Simulation Lifecycle

Every simulation goes through a defined state machine. This page documents the states, transitions, and the differences between direct (Celery) and batch (Slurm) execution paths.

UNKNOWN ─────> PENDING ─────> RUNNING ─────> MERGING_QUEUED ─────> MERGING_RUNNING ─────> COMPLETED
│ │ │
│ │ │
└──────────────┴───────────────────────────────────────────────────────> FAILED
│ │
└──────────────┴───────────────────────────────────────────────────────> CANCELED
StateDescription
UNKNOWNInitial state, before any processing
PENDINGJob accepted, tasks being created
RUNNINGAt least one task is actively simulating
MERGING_QUEUEDAll tasks complete, merge task is waiting in the Celery queue
MERGING_RUNNINGMerge task is actively averaging results
COMPLETEDResults stored, job finished successfully
FAILEDOne or more tasks failed, or the merge failed
CANCELEDUser or system canceled the job

These states are defined in utils/enums.py as the EntityState enum.

Each job contains N tasks (one per parallel simulation run). Tasks have their own state:

StateDescription
PENDINGTask created, waiting for a worker
RUNNINGSimulator binary is executing
COMPLETEDSimulation finished, output available
FAILEDSimulator crashed or timed out
CANCELEDTask was revoked
POST /jobs/direct
→ Create CelerySimulationModel (state: PENDING)
→ Create N CeleryTaskModel rows (state: PENDING)
→ Convert editor JSON → simulator input files
→ Dispatch Celery chord:
group(run_single_simulation × N) | get_job_results

Each run_single_simulation task:

  1. Receives input files and a task index
  2. Creates a temporary directory
  3. Writes input files
  4. Spawns the simulator binary (shieldhit, fluka_sim) as a subprocess
  5. Starts a monitoring thread that reads stdout/logfiles for progress
  6. Periodically POSTs progress to POST /tasks:
    {
    "task_id": 0,
    "simulated_primaries": 5000,
    "requested_primaries": 10000,
    "estimated_time": 42
    }
  7. On completion, returns the output files (estimator data)

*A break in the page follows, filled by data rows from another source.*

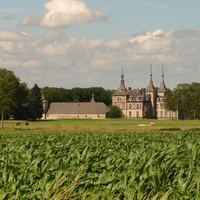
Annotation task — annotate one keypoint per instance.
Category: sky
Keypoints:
(88, 43)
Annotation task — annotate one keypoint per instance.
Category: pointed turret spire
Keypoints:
(122, 89)
(92, 98)
(162, 88)
(150, 87)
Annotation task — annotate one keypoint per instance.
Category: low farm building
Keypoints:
(75, 110)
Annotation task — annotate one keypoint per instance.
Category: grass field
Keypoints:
(109, 125)
(100, 160)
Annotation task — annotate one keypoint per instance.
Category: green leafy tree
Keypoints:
(186, 99)
(115, 112)
(9, 85)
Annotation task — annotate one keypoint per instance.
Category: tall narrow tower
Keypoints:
(45, 105)
(151, 94)
(120, 96)
(162, 89)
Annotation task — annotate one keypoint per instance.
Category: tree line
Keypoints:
(19, 102)
(186, 99)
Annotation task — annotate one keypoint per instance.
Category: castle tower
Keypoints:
(161, 93)
(120, 96)
(45, 104)
(151, 95)
(162, 89)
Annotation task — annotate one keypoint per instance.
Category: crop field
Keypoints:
(108, 125)
(62, 164)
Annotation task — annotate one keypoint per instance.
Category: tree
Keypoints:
(186, 99)
(115, 112)
(9, 85)
(35, 107)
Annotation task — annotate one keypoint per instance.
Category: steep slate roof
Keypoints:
(150, 87)
(121, 91)
(77, 108)
(162, 88)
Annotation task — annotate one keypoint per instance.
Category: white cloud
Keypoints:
(62, 13)
(59, 61)
(29, 20)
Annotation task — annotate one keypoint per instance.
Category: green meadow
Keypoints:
(100, 159)
(109, 125)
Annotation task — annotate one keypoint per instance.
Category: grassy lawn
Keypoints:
(109, 125)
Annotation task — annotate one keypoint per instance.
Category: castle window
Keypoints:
(119, 105)
(118, 98)
(162, 106)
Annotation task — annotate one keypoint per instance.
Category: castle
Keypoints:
(143, 103)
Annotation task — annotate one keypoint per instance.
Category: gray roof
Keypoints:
(77, 108)
(121, 91)
(162, 88)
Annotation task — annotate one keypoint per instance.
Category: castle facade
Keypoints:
(143, 103)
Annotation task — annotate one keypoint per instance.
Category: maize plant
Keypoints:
(100, 165)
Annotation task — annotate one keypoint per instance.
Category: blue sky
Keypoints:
(75, 43)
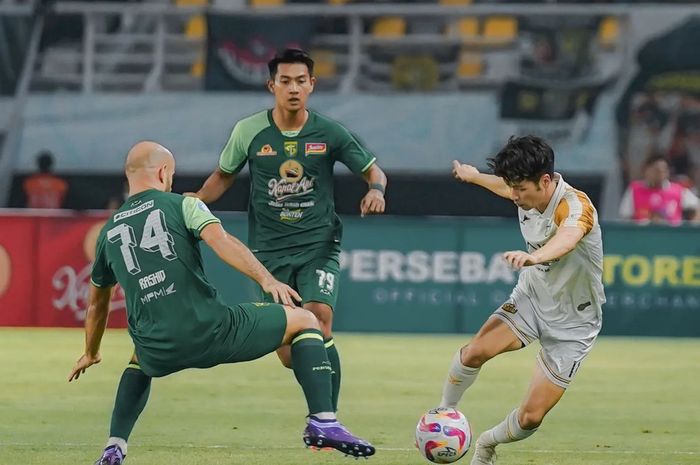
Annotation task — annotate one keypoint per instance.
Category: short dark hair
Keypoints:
(44, 161)
(290, 55)
(525, 158)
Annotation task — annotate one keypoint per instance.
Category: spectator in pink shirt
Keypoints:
(656, 199)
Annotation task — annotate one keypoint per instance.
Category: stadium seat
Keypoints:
(466, 28)
(500, 29)
(389, 27)
(266, 3)
(196, 29)
(325, 65)
(471, 64)
(456, 2)
(608, 32)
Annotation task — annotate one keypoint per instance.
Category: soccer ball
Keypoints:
(443, 435)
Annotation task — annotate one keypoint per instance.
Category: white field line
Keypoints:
(602, 451)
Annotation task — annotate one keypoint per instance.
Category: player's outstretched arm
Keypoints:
(214, 187)
(468, 173)
(95, 324)
(563, 242)
(373, 202)
(236, 254)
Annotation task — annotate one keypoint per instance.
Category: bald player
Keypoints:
(557, 299)
(149, 246)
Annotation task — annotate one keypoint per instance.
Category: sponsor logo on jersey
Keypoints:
(134, 211)
(291, 171)
(291, 216)
(158, 294)
(583, 306)
(509, 307)
(266, 151)
(291, 147)
(152, 279)
(315, 148)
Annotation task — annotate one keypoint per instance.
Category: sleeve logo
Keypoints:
(315, 148)
(266, 151)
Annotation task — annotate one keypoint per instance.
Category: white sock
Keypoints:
(508, 430)
(119, 442)
(459, 378)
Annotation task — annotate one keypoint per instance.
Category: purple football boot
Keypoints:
(112, 455)
(322, 434)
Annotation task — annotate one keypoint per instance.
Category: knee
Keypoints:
(307, 320)
(530, 418)
(474, 355)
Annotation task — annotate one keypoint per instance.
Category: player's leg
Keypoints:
(317, 281)
(260, 329)
(313, 371)
(522, 422)
(132, 395)
(494, 337)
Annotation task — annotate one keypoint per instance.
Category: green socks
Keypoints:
(312, 370)
(132, 395)
(334, 358)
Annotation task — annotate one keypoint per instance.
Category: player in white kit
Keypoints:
(558, 296)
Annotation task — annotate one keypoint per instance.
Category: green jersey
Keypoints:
(150, 247)
(291, 178)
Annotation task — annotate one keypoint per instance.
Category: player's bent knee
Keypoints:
(531, 419)
(474, 356)
(300, 319)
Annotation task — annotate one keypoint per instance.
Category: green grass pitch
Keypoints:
(635, 401)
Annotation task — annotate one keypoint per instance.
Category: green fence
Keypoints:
(444, 275)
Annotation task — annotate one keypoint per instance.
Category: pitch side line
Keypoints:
(387, 449)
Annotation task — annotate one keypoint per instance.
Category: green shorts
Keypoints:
(313, 271)
(250, 331)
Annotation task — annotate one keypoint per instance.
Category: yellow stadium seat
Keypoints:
(196, 27)
(266, 3)
(608, 32)
(470, 65)
(324, 63)
(467, 27)
(388, 27)
(501, 28)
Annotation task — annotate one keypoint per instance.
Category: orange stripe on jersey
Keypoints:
(585, 221)
(562, 212)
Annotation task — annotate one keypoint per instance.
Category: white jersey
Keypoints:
(573, 282)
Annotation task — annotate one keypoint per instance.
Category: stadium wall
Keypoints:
(428, 275)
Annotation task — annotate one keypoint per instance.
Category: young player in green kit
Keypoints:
(150, 248)
(293, 228)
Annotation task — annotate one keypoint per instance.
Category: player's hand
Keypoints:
(518, 259)
(372, 203)
(281, 293)
(462, 172)
(83, 363)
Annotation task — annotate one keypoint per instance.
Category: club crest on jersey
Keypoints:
(266, 151)
(509, 307)
(315, 148)
(291, 148)
(291, 171)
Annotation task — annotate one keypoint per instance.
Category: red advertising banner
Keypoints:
(51, 286)
(17, 236)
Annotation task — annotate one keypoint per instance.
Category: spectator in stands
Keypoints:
(656, 199)
(44, 189)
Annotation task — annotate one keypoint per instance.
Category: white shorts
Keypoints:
(565, 342)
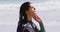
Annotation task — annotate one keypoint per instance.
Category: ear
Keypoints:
(26, 12)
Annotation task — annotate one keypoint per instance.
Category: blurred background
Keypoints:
(47, 10)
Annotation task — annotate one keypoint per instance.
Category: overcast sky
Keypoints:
(47, 10)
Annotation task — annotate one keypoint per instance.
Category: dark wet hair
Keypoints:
(22, 15)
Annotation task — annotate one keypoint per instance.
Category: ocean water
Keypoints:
(48, 11)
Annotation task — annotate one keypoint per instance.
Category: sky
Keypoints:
(47, 10)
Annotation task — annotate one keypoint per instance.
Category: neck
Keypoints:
(29, 17)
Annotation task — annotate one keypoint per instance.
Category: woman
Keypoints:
(25, 24)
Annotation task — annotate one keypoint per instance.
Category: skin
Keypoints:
(31, 12)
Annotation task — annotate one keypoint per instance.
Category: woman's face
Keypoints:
(31, 11)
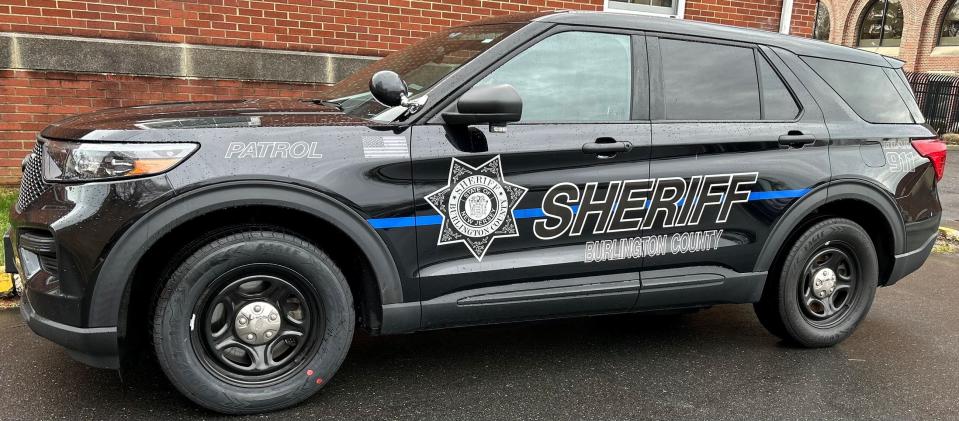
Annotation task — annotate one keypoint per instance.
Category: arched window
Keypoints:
(820, 29)
(950, 26)
(881, 24)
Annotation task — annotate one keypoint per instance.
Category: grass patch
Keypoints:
(8, 196)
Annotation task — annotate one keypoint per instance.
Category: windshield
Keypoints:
(420, 65)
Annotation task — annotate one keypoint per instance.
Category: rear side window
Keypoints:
(704, 81)
(867, 89)
(778, 102)
(572, 77)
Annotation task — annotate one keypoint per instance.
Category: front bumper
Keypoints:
(97, 346)
(59, 237)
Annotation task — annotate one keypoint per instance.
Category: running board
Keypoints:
(533, 300)
(698, 286)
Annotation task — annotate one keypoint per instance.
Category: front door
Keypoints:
(504, 220)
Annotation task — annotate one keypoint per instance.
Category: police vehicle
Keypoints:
(522, 167)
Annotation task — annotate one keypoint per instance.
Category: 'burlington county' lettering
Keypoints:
(652, 245)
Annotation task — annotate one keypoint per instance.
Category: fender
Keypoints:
(113, 282)
(845, 189)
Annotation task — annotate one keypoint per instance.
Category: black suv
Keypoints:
(523, 167)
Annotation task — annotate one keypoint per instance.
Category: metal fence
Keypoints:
(938, 98)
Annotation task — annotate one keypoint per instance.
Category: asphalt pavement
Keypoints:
(902, 363)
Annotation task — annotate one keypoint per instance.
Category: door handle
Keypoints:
(606, 146)
(796, 139)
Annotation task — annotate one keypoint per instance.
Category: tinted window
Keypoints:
(865, 88)
(571, 76)
(778, 103)
(709, 81)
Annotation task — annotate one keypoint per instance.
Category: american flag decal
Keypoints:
(385, 147)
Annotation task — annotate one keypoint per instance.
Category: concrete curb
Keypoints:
(951, 234)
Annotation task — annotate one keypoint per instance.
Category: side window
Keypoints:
(703, 81)
(570, 77)
(867, 89)
(778, 103)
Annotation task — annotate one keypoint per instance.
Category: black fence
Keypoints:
(938, 98)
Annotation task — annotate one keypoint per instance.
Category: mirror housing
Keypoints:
(388, 88)
(495, 104)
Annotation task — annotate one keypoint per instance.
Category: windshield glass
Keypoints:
(420, 65)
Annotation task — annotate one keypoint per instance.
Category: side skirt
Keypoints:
(606, 294)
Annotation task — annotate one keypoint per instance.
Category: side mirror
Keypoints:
(388, 88)
(496, 105)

When all N tasks complete, the get_job_results callback task runs:

  1. Collects estimator data from all N tasks
  2. Averages the results (weighted by primaries per task)
  3. Compresses and stores: EstimatorModelPageModel
  4. Updates job state to COMPLETED

If any task fails, the merge is skipped and the job state is set to FAILED.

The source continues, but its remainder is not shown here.